The advent of small uncrewed aerial systems (sUAS), or drones, has unlocked new possibilities for data collection in the geosciences, enabling unprecedented temporal and spatial resolution. However, application of these techniques presents some challenges. This study explores the application of sUAS in geothermal resource assessment, focusing on the integration of thermal infrared (TIR) remote sensing and structural analysis. We evaluated the efficacy of the FLIR Duo Pro R radiometric thermal camera, tested photogrammetric workflows, and attempted to apply machine learning (ML) models within ArcGIS Pro to predict geothermal anomalies.

Our multidisciplinary approach encompassed laboratory experiments, field surveys at the Norris Hot Springs in southwestern Montana, and computational modeling. Lab results revealed the FLIR Duo Pro R's overestimation of stable temperatures by 6-7°C under steady-state conditions, with significant instability under varying environmental conditions. The project combined UAV-based photogrammetry, traditional geologic mapping, zircon U-Pb geochronology, seismic data, and 3D geologic modeling to analyze structural controls on geothermal systems.

We found that photogrammetric techniques significantly affect the detection of thermal anomalies in sUAS TIR imagery, with inconsistent and unreliable results in most cases. Our ML model struggled to reliably identify influential variables or predict ground temperatures. Structural analysis indicated that the geothermal system at Norris Hot Springs is hosted by a network of faults and fractures in Precambrian gneiss, linked to deeper reactivated Laramide structures. High-angle NNW-SSE trending normal faults with pervasive alteration and polymetallic mineralization appear to connect surface features with deeper geothermal activity.

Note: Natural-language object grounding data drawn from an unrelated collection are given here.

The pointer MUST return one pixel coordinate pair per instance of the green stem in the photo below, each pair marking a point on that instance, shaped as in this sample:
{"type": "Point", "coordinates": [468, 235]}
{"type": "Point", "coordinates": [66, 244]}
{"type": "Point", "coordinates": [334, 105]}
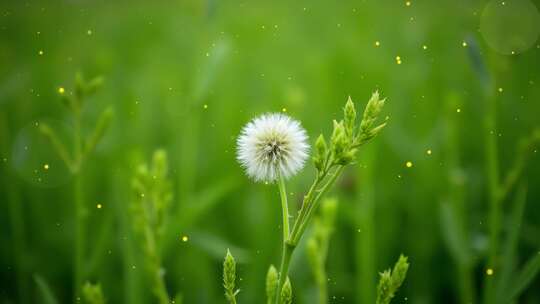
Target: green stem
{"type": "Point", "coordinates": [492, 171]}
{"type": "Point", "coordinates": [79, 236]}
{"type": "Point", "coordinates": [323, 288]}
{"type": "Point", "coordinates": [299, 229]}
{"type": "Point", "coordinates": [80, 211]}
{"type": "Point", "coordinates": [286, 256]}
{"type": "Point", "coordinates": [284, 207]}
{"type": "Point", "coordinates": [160, 291]}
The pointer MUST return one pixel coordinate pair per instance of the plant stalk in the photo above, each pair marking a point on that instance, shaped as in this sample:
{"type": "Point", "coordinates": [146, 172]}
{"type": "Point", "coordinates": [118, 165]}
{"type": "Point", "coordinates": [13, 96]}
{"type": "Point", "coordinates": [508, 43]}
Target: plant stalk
{"type": "Point", "coordinates": [286, 256]}
{"type": "Point", "coordinates": [284, 207]}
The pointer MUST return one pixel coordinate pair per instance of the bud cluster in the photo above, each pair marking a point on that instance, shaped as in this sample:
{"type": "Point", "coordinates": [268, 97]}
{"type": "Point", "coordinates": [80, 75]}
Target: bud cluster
{"type": "Point", "coordinates": [347, 136]}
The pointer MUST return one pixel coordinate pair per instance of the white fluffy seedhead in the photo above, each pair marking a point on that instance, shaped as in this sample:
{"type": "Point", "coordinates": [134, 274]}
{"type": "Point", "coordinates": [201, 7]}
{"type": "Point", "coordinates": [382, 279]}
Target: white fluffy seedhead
{"type": "Point", "coordinates": [272, 145]}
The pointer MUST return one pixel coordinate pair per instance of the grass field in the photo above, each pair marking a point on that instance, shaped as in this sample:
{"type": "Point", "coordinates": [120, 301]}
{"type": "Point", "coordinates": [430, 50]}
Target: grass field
{"type": "Point", "coordinates": [108, 107]}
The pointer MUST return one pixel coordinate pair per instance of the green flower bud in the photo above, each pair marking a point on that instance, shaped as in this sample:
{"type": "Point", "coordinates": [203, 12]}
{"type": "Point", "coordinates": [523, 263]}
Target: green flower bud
{"type": "Point", "coordinates": [320, 153]}
{"type": "Point", "coordinates": [229, 275]}
{"type": "Point", "coordinates": [400, 272]}
{"type": "Point", "coordinates": [390, 282]}
{"type": "Point", "coordinates": [349, 117]}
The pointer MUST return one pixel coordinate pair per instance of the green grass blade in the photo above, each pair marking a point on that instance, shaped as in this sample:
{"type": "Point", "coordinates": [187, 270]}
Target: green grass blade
{"type": "Point", "coordinates": [508, 261]}
{"type": "Point", "coordinates": [525, 277]}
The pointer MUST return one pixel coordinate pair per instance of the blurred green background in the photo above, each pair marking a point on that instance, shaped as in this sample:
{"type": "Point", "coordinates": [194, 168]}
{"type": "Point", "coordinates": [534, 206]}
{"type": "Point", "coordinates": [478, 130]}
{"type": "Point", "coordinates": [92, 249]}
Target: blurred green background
{"type": "Point", "coordinates": [185, 76]}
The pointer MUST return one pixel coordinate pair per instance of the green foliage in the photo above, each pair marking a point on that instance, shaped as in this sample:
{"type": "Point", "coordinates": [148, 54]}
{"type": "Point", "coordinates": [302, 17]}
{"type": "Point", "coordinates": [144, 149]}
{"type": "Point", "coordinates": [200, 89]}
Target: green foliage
{"type": "Point", "coordinates": [318, 244]}
{"type": "Point", "coordinates": [390, 281]}
{"type": "Point", "coordinates": [271, 284]}
{"type": "Point", "coordinates": [92, 294]}
{"type": "Point", "coordinates": [84, 146]}
{"type": "Point", "coordinates": [152, 196]}
{"type": "Point", "coordinates": [286, 292]}
{"type": "Point", "coordinates": [46, 294]}
{"type": "Point", "coordinates": [229, 278]}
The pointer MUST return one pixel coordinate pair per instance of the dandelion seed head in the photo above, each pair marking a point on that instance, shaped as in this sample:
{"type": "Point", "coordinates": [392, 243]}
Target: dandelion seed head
{"type": "Point", "coordinates": [272, 145]}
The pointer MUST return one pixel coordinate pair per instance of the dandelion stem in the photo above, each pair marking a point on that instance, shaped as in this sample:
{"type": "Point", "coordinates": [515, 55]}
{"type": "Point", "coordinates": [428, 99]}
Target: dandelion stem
{"type": "Point", "coordinates": [288, 250]}
{"type": "Point", "coordinates": [284, 207]}
{"type": "Point", "coordinates": [296, 235]}
{"type": "Point", "coordinates": [79, 235]}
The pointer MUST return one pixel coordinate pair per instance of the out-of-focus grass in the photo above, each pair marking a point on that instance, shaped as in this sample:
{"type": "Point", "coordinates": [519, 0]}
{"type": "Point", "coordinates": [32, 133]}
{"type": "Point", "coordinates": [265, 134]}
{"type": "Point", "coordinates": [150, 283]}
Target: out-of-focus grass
{"type": "Point", "coordinates": [186, 76]}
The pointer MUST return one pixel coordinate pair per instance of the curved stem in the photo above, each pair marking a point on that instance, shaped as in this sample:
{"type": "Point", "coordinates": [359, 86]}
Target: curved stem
{"type": "Point", "coordinates": [288, 250]}
{"type": "Point", "coordinates": [284, 207]}
{"type": "Point", "coordinates": [299, 229]}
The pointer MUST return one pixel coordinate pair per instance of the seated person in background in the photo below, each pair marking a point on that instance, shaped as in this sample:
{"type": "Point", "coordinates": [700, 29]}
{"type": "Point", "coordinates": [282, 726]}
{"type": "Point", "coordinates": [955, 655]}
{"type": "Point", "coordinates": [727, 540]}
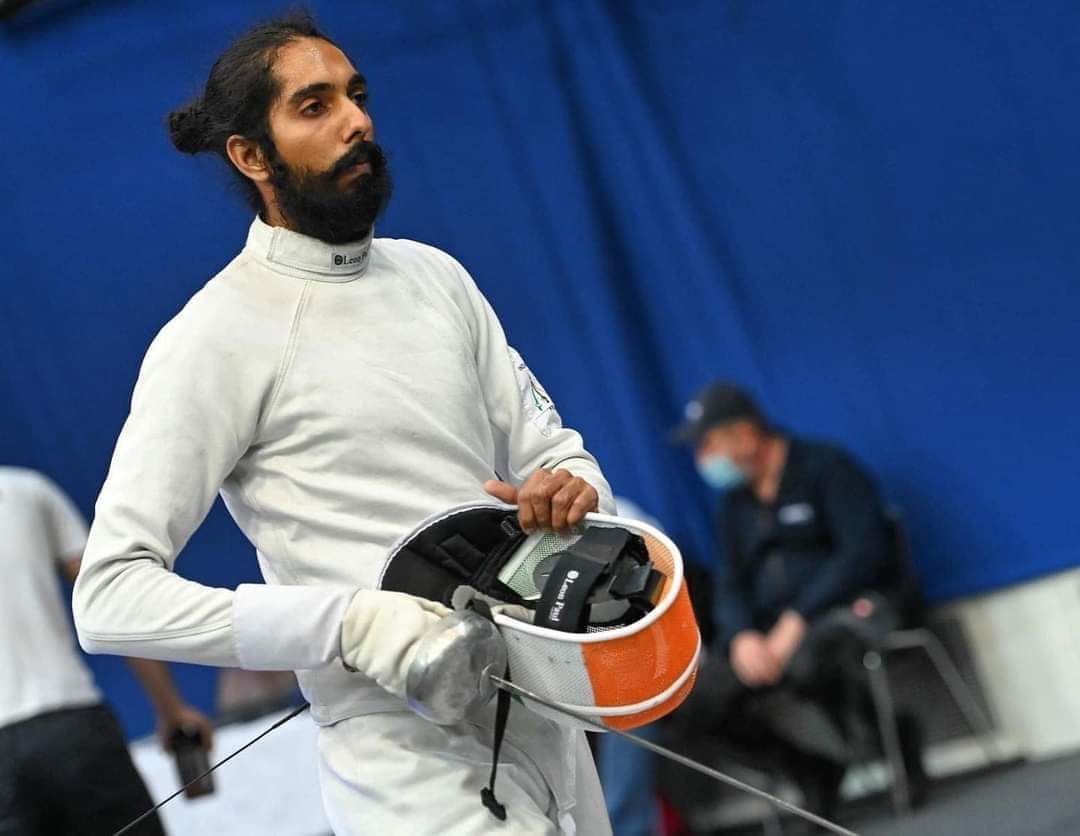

Despite the challenges, our findings highlight the potential of sUAS TIR remote sensing and multidisciplinary approaches in geothermal exploration. Advancements in sensor technology and photogrammetric processing will enhance the utility of these techniques, offering new opportunities for geoscience research. This study highlights the importance of integrating diverse data sources and methodologies to advance our understanding of geothermal systems, while also revealing current limitations.